Field Extensions: Prove $F(a,b)^* = F(a)^* \cap F(b)^*$ Let $F$ be a field,
Let $K$ be a finite extension of $F$,
Let $a, b$ be members of $K$.
Prove $F(a,b)^* = F(a)^* \cap  F(b)^*$
From Pinter's book of abstract algebra chapter 32 problem G2
I'm assuming the asterisk means that zero is not included in the sets.  Not sure on that but it seems to be the usage earlier in this book.
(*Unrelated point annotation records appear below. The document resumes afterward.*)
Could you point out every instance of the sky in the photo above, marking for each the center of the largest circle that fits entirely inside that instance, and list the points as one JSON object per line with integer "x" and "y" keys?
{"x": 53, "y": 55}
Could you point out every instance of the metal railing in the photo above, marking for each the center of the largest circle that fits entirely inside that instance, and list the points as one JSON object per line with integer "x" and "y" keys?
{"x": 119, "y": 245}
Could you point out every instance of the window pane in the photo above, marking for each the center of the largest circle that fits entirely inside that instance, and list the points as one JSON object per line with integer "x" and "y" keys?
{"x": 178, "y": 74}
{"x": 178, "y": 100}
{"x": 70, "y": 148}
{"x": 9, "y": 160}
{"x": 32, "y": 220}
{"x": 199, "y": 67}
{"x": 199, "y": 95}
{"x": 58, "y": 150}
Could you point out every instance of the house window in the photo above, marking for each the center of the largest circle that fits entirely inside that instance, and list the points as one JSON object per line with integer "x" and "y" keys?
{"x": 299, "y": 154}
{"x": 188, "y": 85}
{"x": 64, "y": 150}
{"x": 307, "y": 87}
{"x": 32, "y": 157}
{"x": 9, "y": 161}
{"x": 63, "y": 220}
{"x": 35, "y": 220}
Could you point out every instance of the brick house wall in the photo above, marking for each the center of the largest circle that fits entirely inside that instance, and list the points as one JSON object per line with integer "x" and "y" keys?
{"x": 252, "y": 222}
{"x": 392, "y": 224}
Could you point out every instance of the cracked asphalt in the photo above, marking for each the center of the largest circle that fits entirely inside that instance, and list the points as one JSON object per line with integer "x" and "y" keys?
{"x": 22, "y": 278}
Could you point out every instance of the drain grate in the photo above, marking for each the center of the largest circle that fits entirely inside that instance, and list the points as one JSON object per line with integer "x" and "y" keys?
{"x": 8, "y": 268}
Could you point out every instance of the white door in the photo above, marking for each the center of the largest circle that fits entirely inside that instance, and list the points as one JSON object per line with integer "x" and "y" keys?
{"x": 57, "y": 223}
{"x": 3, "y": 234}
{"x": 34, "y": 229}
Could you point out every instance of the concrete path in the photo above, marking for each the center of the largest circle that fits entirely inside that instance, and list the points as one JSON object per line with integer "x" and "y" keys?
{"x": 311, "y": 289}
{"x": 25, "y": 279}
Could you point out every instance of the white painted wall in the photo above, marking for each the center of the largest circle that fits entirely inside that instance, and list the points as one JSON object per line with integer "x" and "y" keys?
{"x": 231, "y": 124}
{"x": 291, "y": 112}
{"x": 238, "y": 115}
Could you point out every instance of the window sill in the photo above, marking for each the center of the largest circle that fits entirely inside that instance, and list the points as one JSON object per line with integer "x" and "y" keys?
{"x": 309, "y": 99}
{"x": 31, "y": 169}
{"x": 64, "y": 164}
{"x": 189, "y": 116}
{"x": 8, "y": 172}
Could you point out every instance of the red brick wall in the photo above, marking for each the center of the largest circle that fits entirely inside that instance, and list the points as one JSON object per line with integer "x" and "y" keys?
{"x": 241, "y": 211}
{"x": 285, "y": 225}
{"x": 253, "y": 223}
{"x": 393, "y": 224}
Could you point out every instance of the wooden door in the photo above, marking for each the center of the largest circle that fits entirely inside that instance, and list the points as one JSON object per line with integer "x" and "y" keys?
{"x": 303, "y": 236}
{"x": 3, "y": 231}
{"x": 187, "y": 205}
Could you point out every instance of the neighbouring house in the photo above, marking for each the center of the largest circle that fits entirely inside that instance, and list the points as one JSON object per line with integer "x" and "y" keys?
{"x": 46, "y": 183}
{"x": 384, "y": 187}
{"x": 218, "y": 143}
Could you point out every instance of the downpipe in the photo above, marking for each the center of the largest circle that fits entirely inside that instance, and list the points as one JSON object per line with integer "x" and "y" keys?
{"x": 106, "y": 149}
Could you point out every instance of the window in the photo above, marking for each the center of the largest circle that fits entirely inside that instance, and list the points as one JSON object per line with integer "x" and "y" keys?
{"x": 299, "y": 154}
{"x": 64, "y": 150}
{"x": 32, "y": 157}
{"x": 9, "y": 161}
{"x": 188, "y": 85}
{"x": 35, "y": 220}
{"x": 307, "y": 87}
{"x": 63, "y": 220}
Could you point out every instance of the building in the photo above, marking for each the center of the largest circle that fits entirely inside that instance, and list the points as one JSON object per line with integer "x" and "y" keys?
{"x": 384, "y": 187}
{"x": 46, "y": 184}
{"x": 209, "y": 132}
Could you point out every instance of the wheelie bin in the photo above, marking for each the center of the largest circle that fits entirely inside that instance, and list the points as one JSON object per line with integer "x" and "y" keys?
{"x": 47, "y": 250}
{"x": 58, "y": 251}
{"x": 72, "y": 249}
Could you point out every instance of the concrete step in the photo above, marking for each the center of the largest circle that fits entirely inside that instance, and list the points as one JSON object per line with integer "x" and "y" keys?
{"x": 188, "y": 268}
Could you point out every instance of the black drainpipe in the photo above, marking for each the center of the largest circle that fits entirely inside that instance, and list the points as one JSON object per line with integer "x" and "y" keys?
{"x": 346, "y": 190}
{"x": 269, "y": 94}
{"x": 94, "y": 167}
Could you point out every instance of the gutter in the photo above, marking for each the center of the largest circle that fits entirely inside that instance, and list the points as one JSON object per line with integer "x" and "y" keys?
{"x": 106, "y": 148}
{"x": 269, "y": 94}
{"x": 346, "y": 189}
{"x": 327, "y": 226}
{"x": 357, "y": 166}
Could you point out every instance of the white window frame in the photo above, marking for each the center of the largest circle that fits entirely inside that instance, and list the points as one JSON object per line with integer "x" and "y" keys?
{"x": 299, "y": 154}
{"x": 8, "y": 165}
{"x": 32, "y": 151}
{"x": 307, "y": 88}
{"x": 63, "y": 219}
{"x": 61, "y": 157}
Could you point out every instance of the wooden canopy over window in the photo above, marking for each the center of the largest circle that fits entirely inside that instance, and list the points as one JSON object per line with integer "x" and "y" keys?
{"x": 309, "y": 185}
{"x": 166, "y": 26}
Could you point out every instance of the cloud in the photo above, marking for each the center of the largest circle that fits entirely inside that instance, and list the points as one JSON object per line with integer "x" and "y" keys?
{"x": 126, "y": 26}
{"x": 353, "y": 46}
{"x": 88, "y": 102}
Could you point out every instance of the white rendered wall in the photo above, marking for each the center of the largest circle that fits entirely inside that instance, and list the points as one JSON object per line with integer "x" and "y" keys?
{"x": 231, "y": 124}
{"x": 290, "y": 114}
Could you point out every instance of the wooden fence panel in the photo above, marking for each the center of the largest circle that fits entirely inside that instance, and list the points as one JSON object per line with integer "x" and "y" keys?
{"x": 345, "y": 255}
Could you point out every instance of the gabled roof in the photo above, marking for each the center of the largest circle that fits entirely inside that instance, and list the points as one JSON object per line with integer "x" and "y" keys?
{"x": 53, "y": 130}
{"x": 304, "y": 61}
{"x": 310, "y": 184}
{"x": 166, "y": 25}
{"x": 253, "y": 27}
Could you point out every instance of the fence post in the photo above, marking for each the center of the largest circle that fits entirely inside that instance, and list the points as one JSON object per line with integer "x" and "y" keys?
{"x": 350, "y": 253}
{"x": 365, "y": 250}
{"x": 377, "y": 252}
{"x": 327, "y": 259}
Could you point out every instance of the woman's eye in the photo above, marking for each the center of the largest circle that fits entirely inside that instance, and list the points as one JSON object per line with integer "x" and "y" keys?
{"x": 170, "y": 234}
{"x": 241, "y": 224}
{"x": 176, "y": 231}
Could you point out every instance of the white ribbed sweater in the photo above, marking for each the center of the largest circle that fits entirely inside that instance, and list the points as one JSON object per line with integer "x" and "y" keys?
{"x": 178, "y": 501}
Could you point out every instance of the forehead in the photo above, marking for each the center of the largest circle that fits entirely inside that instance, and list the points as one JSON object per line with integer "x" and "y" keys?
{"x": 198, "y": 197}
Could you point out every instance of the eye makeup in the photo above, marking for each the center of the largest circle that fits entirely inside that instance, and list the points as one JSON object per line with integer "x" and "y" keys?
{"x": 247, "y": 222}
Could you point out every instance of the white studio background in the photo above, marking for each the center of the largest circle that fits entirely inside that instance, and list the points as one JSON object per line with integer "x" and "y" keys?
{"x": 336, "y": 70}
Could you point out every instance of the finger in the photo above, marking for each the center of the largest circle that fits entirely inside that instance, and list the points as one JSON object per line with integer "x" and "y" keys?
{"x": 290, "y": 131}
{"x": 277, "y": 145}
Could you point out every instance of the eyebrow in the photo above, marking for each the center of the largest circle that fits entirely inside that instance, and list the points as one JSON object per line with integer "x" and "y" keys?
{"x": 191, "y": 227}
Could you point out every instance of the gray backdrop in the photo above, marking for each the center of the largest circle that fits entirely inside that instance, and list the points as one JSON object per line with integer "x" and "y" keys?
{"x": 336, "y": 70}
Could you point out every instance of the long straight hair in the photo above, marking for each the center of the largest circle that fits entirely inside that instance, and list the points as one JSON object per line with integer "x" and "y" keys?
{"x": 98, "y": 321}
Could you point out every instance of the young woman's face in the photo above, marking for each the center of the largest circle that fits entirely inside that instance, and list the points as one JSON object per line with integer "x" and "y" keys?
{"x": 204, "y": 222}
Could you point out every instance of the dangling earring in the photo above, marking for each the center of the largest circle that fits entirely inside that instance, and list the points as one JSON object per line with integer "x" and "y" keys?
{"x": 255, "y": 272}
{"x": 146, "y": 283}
But with or without the identity elements, since $F \subseteq F(a) \subseteq F(a,b)$ and $F \subseteq F(b) \subseteq F(a,b)$, how is "$F(a,b)^* = F(a)^* \cap  F(b)^*$" necessarily true?  Is this a typo, should it be union?  What do the asterisks have to do with it?
I wish I had more to go on, but this is it.
 A: According to the comments, for an intermediate extension $L$, $F\leq L\leq K$, the notation means $$L^* = \mathrm{Gal}(K/L) = \{\sigma\in \mathrm{Aut}(K)\mid \sigma(x)=x\text{ for all }x\in L\}.$$ That is, the automorphisms of $K$ that fix $L$ pointwise.
(The notation often implies that the extension is Galois, but many authors do not require it for the definition; e.g., Lang’s Algebra calls the automorphism group as above “the Galois group”, and has a separate notation to denote the special case when the extension is Galois; in the comments it is stated that there is an assumption the extension will be Galois, so see remark below the horizontal line for a more immediate proof in that situation.)
With that understanding, the equality should be obvious: what are the automorphisms of $K$ that fix $F(a,b)$? Well, they must fix all of $F$, they must fix $a$, and they must fix $b$. Thus, they must fix both $F(a)$ and $F(b)$. Conversely, if an automorphism fixes both $F(a)$ and $F(b)$, then it fixes their compositum, $F(a)F(b) = F(a,b)$, which gives the equality.

If you know the extension is Galois then the equality is even more immediate: the Fundamental Theorem of Galois Theory establishes an inclusion-reversing correspondence between subgroups of $\mathrm{Gal}(K/F)$ and intermediate fields given precisely by the ${}^*$ operator. Since $F(a,b)$ is the smallest field that contains both $F(a)$ and $F(b)$, it follows that $F(a,b)^*$ must be the largest subgroup that is contained in both $F(a)^*$ and $F(b)^*$, i.e., the intersection.
A: I looked up Pinter's book. A couple paragraphs above Theorem 2 (same chapter) he defines $I^* = \operatorname{Gal}(K : I)$ (where $I$ is an intermediate field extension). He calls this the "fixer" of $I$ but I would like to point out that most people call this the "isotropy group" or maybe "stabilizer group" instead.
With this in mind, the exercise should not be too difficult. Basically it just comes down to the facts that $\sigma \in F(a)^*$ if and only if $\sigma(a) = a$ and $\sigma \in F(a,b)^*$ if and only if $\sigma(a) = a, \sigma(b) = b$.